Beach Chairs in Harvard Yard

In the summer of 2020, a few months after the start of the pandemic, something in the Yard shifted.
By Paul G. Sullivan

Harvard Yard is chaos. It’s a hubbub of scooters and selfie-sticks. There are the students — speeding to class with such urgency you might think they’re on their way to deactivate a time bomb, or drifting in a cloud of self-doubt, staring down at their shoes. In Harvard Yard, you push past tourists, repeating “excuse me,” “excuse me,” “excuse me,” like some personal mantra. Harvard Yard, most of the time, is merely a route to other places, not so much a place in and of itself.

This, at least, has been my experience of Harvard Yard. I grew up in Cambridge and, as a teenager, the Yard was a shortcut from home to high school. I walked through it quickly, became expert at maneuvering around tour groups and outpacing Harvard students. In college, my relationship to the Yard only changed a little. I woke up after my first night sleeping in my dorm bed — on the first floor of Matthews — to a towheaded blonde family peering through my window at me, half-asleep and twisted in bed sheets. I kept the blinds closed for the rest of the year and joined the herd of Harvard students, noticing, as I walked to class, the newest scuff on my Doc Martens.

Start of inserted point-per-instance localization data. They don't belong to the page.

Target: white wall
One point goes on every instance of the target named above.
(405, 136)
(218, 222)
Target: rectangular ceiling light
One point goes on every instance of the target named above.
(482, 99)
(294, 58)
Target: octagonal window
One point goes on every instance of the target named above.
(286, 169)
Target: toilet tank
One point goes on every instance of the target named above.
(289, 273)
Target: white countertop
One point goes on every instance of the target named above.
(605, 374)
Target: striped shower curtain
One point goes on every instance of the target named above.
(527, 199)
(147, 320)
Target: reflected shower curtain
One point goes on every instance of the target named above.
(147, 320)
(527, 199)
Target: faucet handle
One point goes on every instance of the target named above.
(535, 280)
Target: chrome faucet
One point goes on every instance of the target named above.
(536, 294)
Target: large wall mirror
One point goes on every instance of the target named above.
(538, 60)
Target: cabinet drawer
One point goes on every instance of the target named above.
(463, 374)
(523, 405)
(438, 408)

Then, in the summer of 2020, a few months after the start of the pandemic, something in the Yard shifted. Students and tourists cleared out of Cambridge and, in their absence, Cambridge locals made the Yard into a sort of commons. Young married couples brought picnic blankets and plump babies who pulled tiny fistfuls of grass out of the earth. Groups of friends constructed circles out of beach chairs and set down packs of beer and pizza boxes, turning the Yard into the site of a dinner party. Impossibly fit people ran up the steps of Widener two at a time; preteens plopped iPhones against trees and filmed TikTok dances; elderly couples passed through on their afternoon walks, moving slow, slow, slow.

That summer, I also nestled myself within the gates and under the trees of Harvard Yard. I was usually alone. I spent hours writing music reviews that were too long and too personal. I read slowly, resting books on my belly and looking up at the sky and thinking languorously about how Harvard Yard was designed for just this: contemplation. It was modeled after the commons of Oxford and Cambridge, which, in turn, were modeled after monasteries. These spaces, fully enclosed on all sides, were meant to cut off students and monks from the outside world and facilitate reflective thought. When you entered them, you were supposed to feel like you had left behind the breakneck pace and overstimulation of everyday life.

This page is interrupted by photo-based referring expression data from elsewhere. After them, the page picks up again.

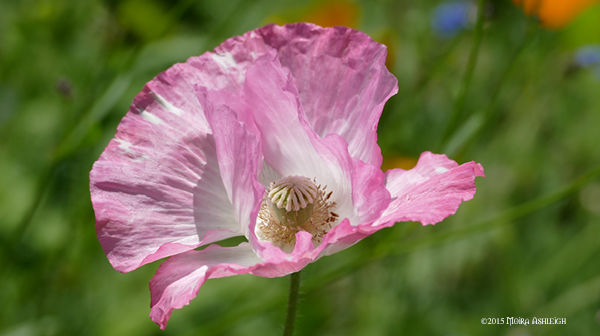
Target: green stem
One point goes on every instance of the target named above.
(456, 115)
(292, 304)
(491, 111)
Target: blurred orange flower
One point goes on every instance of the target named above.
(554, 13)
(392, 162)
(334, 13)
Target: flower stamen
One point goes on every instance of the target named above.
(293, 204)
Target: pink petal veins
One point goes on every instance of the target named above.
(431, 191)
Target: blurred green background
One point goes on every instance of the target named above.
(527, 246)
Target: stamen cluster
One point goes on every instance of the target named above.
(293, 204)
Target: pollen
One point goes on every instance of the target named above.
(293, 204)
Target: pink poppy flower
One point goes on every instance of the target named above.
(272, 136)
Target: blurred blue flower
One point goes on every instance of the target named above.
(451, 17)
(588, 55)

Earlier this semester many people argued that access to the Yard should be restricted to Harvard affiliates only. Reasons were tossed around: health, safety, but, most interesting and perturbing to me, the necessity for quietude and contemplation. But, from what I experienced last year, it seems like the way toward that lies less in who uses the space and more in how the space is used. That summer, when I experienced contemplation in Harvard Yard, Harvard affiliates were nearly absent; instead, it was full of locals who were using the space in intentional, communal, unhurried ways. The Yard was not cut off from the world that summer — the world had just entered it in a different way. Not scooters, but beach chairs.